Tidal cycle and time of day control pH levels in coastal habitats of the western Indian Ocean: the case of Mnazi and Chwaka Bays in Tanzania

Keywords: pH, ocean acidification, western Indian Ocean, mangroves, coral reefs, seagrasses


Ocean acidification, a progressive decrease in the pH and change in the carbonate chemistry of seawater caused by the uptake of carbon dioxide (CO2) from the atmosphere, is a growing crisis that threatens marine species. pH data relevant to a species’ natural habitat in the coastal waters of the western Indian Ocean (WIO) is still sparse, limiting the capacity to undertake manipulative studies to better understand the impacts of ocean acidification on marine species. This study investigated tidal and day-night pH variations in mangrove, seagrass, and coral reef habitats of the WIO by using Tanzania as a case study. The mean pH of the studied coastal habitats was highest in seagrass (8.49 ± 0.29), followed by coral reef (8.33 ± 0.06), and lowest in mangrove (8.20 ± 0.17). Seagrass habitats had the highest pH (9.06) during the day at low spring tides, mangrove habitats had the highest pH (8.45) during the day at high spring tides, and coral reef habitats had the highest pH (8.47) during the day at low tides. Seagrass habitats had the widest pH range (1.03), followed by mangrove habitats (0.54), while coral reef habitats had the narrowest range (0.23).
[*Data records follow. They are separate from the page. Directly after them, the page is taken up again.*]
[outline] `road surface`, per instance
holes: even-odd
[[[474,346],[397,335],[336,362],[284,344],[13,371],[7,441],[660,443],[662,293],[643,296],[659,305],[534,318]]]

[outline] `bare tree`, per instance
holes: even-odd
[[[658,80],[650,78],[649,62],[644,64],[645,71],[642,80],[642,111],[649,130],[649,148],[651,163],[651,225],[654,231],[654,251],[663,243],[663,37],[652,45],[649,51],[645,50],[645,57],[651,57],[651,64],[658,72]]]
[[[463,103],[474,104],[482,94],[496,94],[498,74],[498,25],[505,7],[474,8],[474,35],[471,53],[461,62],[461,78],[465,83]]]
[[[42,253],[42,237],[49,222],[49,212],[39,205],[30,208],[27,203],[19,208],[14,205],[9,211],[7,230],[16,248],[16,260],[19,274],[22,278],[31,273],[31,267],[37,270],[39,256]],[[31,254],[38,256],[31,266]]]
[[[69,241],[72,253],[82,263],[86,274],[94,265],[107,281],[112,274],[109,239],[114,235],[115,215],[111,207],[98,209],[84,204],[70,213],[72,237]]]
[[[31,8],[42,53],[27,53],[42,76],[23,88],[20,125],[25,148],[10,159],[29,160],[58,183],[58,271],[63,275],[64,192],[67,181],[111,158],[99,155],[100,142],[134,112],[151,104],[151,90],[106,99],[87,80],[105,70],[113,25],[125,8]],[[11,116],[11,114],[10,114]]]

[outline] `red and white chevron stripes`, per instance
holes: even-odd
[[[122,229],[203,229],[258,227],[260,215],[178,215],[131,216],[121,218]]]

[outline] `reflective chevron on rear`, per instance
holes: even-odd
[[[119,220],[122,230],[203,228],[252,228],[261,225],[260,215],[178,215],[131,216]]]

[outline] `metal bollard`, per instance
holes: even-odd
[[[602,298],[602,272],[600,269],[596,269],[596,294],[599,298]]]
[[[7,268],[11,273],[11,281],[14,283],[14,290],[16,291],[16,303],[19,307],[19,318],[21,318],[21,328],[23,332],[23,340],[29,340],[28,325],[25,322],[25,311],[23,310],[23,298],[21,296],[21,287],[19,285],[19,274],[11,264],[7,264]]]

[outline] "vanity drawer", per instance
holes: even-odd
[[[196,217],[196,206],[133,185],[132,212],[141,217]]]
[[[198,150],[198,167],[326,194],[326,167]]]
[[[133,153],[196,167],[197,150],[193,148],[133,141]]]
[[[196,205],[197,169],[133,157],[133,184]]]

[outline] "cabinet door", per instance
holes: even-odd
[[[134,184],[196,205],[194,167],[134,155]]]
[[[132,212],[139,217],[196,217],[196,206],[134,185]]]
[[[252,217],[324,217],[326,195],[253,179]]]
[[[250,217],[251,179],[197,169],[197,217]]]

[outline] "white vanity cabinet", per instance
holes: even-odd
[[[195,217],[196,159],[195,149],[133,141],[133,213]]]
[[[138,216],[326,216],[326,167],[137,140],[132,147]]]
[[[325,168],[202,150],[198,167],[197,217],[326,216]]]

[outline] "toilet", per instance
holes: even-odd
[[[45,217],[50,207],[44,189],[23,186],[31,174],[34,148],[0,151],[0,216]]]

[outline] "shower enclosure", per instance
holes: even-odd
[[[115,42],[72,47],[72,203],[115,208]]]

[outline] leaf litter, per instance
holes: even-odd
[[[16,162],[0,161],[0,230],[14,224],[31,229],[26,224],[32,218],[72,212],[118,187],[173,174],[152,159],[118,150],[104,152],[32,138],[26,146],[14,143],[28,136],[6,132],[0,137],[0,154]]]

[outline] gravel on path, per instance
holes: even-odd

The water with the highest pH during the day was transported to nearby mangrove habitats during incoming tides and to coral reef habitats during outgoing tides, resulting in the highest mean pH in mangrove and coral reef habitats during spring high and low tides, respectively. pH within the seagrass habitats correlated strongly and positively with changes in temperature (r=0.80), dissolved oxygen (r=0.84), and salinity (r=0.72), while pH in mangrove habitats correlated moderately and positively with dissolved oxygen (r=0.59). This study provides in-situ evidence on the pH fluctuations in the WIO’s coastal habitats over time and space, with water from seagrass habitats capable of raising the pH of water in nearby mangrove and coral reef habitats during the day, thereby potentially helping in the mitigation of the effects of ocean acidification on these habitats.